Showing 1 - 5 of 5 items

“She learns to ask. To want. To hope. Learns the feeling of responding to a hunger that lives, not in her belly, but somewhere else in her body.”

A People's History of Heaven offers a portrayal of an impoverished urban community in India which is both honest about the hardships this community faces and is not written like tragedy-porn. Instead, Subramanian's focus is the ways in which the members of the community fiercely show up for one another across difference to not only survive, but to carve out joy in their ironically (or perhaps aptly) named neighborhood called "Heaven."

Read for: lyrical prose, uplifting representations of gender and sexual diversity with family support, post-colonial analysis,  youth friendly

Content warnings: One scene of verbal harassment towards a transgender youth. State violence and poverty (not graphic).

Product image

"Time has a way of eternally looping us in the same configurations. Like fruit flies, we are unable to register the patterns. Just because we are the crest of the wave does not mean the ocean does not exist. What has been before will be again."

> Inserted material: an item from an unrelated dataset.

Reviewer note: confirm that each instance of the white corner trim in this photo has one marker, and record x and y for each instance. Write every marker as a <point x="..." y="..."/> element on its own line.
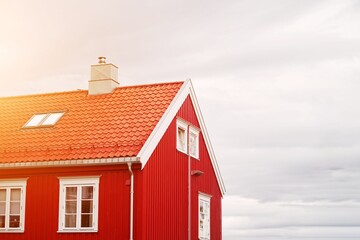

Set in a northern region where the seasons oscillate between the permanent darkness of winter and the delirious never-ending daylight of summer, Tanya Tagaq's #ownvoices mythobiography dances between extremes. Presented through gorgeous poetry, prose, and retellings of myths, Split Tooth explores the tenderness and beauty that coexists with the harshness of daily life in a tight-knit indigenous community devastated by colonialism, addiction, and sexual abuse. In equal measure fantastical and brutally real, Split Tooth will appeal to fans of other dark magical realism titles such as Carmen Maria Machado's In the Dream House and Akwaeke Emezi's Freshwater.

Read for: Do you like  books that are beautiful, heart-wrenching, and truly bizarre? This one is for you.

Content warnings: Wow this book will not make you feel good. Addiction, domestic violence, sexual abuse, pregnancy & birth, infanticide

This unhurried, character-driven read is from 2016 but feels incredibly topical given the recent attention on India's military occupation of Kashmir and rising Hindu nationalism. Roy resists the trap of "a single story" by interweaving opposing perspectives and contradictory truths as her characters take different approaches to navigating the violence of the state. Roy's poetic prose and blistering observations of injustice make this book my all-time fave!

Read for: A book that will stay with you for a life-time

CW: There are some disturbing depictions of gun violence, mob violence, torture, and sexual violence. I have a pretty low tolerance for these things and I got through them, but this definitely is not a lighthearted read. Also content warnings for death, alcoholism, mention of the deaths of animals.

Wow! I am often luke-warm about short story collections because it rarely feels like enough time for me to become invested in the story or characters, but Jemisin immediately pulled me in within the first couple of sentences. Some of the stories are dystopian and grotesque, many are invigorating and hopeful, most leave lingering questions unanswered. Jemisin allows us only a taste of the strange and wonderful futuristic worlds she has dreamed up. My favorites were the sensual, mysterious stories centered around food that made me ache for half-forgotten meals, and yearn for flavors yet unknown. 

Read for: Something that will blow your mind!

CW: Some blood & gore, death, natural disasters.

Product image

The woods conceal potent herbs, trickster foxes, and chilling secrets in this American Gothic portrayal of the role of folk medicine on American plantations in the antebellum period and immediately following the Civil War. The book follows a medicine woman born into slavery named Rue, whose inherited knowledge of hoodoo opens up opportunities to influence the complex power structure of the plantation, as well as accusations of consorting with the devil. Atakora exposes the sinister violence ingrained in plantation life while honoring the knowledge, ingenuity, and mediums of agency passed down between Black women of the era.
Read for: An ominous ambiance, complex characters, and wonderful use of symbolism to complete cycles and bring the story to a satisfying close
Content warnings: Physical and psychological violence against Black people, sexual violence, birth, miscarriage, abortion, and addiction.